Schools which tend to separate the children of the country in their feelings, aspirations and purposes, which foster and perpetuate sentiments of caste, hatred, and ill-will, which breed a sense of degradation on the one part and of superiority on the other, which beget clannish notions rather than teach and impress an omnipresent and living principle and faith that we are all Americans, in no wise realize our ideal of common schools, while they are contrary to the spirit of our laws and institutions.

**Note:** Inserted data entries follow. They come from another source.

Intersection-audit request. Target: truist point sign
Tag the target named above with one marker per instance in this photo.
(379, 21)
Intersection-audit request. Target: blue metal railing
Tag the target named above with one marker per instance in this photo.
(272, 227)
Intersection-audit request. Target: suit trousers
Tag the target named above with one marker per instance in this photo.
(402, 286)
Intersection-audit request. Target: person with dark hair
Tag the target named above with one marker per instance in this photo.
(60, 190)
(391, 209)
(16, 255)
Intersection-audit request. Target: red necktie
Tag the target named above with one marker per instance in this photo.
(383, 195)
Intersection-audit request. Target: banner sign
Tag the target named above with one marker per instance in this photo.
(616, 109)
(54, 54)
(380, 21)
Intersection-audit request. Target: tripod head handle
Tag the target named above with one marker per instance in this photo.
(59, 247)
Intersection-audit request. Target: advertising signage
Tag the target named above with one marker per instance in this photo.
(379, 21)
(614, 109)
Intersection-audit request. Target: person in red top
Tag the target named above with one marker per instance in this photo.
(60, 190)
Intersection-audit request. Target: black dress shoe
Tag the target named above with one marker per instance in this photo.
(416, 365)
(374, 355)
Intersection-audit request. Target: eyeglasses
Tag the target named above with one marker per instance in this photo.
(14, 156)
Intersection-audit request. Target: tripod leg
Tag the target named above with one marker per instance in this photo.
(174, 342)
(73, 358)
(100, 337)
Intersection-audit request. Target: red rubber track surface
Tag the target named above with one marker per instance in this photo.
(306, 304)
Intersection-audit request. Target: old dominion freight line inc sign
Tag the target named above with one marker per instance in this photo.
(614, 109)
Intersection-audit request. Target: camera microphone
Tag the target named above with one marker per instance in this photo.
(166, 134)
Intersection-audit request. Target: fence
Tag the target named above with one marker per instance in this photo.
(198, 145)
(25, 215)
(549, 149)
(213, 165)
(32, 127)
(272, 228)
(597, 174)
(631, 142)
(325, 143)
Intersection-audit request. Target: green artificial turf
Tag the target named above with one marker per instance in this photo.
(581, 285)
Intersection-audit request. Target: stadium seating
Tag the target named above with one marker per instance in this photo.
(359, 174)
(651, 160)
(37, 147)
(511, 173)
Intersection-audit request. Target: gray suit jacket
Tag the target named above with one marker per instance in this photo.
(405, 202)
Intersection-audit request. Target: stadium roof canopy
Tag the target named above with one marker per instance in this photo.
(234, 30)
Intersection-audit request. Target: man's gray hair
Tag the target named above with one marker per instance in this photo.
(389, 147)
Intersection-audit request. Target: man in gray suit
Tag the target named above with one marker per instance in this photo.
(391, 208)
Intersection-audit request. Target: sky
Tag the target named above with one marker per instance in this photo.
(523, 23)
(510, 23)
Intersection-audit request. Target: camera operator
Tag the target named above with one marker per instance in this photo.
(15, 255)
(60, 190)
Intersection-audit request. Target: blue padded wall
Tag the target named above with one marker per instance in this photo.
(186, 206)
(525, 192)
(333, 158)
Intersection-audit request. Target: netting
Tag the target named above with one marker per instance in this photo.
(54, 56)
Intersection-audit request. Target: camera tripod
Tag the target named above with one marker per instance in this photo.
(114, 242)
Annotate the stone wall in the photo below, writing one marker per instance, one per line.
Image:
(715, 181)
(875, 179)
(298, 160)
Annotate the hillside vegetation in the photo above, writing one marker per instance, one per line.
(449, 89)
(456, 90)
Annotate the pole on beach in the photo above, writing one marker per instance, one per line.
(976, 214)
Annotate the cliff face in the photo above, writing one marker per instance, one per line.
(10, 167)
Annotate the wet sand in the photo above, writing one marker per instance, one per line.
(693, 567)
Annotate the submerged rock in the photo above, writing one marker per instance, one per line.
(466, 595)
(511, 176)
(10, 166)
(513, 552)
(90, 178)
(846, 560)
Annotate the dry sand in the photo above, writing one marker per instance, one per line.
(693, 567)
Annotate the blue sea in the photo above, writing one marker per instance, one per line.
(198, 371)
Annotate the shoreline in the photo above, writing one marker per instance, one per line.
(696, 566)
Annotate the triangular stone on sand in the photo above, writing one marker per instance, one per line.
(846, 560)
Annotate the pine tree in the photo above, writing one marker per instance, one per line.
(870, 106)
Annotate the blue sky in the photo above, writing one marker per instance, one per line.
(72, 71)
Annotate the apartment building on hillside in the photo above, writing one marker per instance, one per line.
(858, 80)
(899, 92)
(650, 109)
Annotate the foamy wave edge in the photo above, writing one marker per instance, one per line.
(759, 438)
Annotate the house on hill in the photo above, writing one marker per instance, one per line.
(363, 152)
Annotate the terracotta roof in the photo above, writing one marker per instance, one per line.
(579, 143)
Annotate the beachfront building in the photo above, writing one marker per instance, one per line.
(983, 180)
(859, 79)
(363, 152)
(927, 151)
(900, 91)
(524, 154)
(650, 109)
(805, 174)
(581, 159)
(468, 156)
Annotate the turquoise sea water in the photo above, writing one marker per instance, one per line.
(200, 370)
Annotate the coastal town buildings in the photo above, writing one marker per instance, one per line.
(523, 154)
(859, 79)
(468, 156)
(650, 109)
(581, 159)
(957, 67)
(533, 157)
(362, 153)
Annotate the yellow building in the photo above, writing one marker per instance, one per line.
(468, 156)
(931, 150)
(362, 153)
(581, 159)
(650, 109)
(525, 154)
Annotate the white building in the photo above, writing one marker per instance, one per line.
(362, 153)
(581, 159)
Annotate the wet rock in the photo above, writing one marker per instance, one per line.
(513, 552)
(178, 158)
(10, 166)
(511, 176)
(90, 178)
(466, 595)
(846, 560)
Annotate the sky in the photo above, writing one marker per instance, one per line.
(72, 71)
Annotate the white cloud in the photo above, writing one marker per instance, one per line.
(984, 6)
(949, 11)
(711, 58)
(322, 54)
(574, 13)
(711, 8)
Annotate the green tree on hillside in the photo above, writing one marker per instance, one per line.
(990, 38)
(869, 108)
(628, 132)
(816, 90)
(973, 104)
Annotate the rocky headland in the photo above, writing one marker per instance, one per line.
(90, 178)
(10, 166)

Two separate school systems, tolerating discriminations in favor of one class against another, inflating on the one part, degrading on the other; two separate school systems, I say, tolerating such state of feeling and sentiment on the part of the classes instructed respectively in accordance therewith, cannot educate these classes to live harmoniously together, meeting the responsibilities and discharging the duties imposed by a common government in the interest of a common country.

The object of the common school is two-fold. In the first place it should bring to every child, especially the poor child, a reasonable degree of elementary education. In the second place it should furnish a common education, one similar and equal to all pupils attending it. Thus furnished, our sons enter upon business or professional walks with an equal start in life. Such education the Government owes to all classes of the people.

The obligations and liabilities of the common carrier of passengers can, in no sense, be made dependent upon the nationality or color of those with whom he deals. He may not, according to law, answer his engagements to one class and justify non-performance or neglect as to another by considerations drawn from race. His contract is originally and fundamentally with the entire community, and with all its members he is held to equal and impartial obligation. On this subject the rules of law are definite, clear, and satisfactory. These rules may be stated concisely as follows: It is the duty of the common carrier of passengers to receive all persons applying and who do not refuse to obey any reasonable regulations imposed, who are not guilty of gross and vulgar habits of conduct, whose characters are not doubtful, dissolute or suspicious or unequivocally bad, and whose object in seeking conveyance is not to interfere with the interests or patronage of the carrier so as to make his business less lucrative.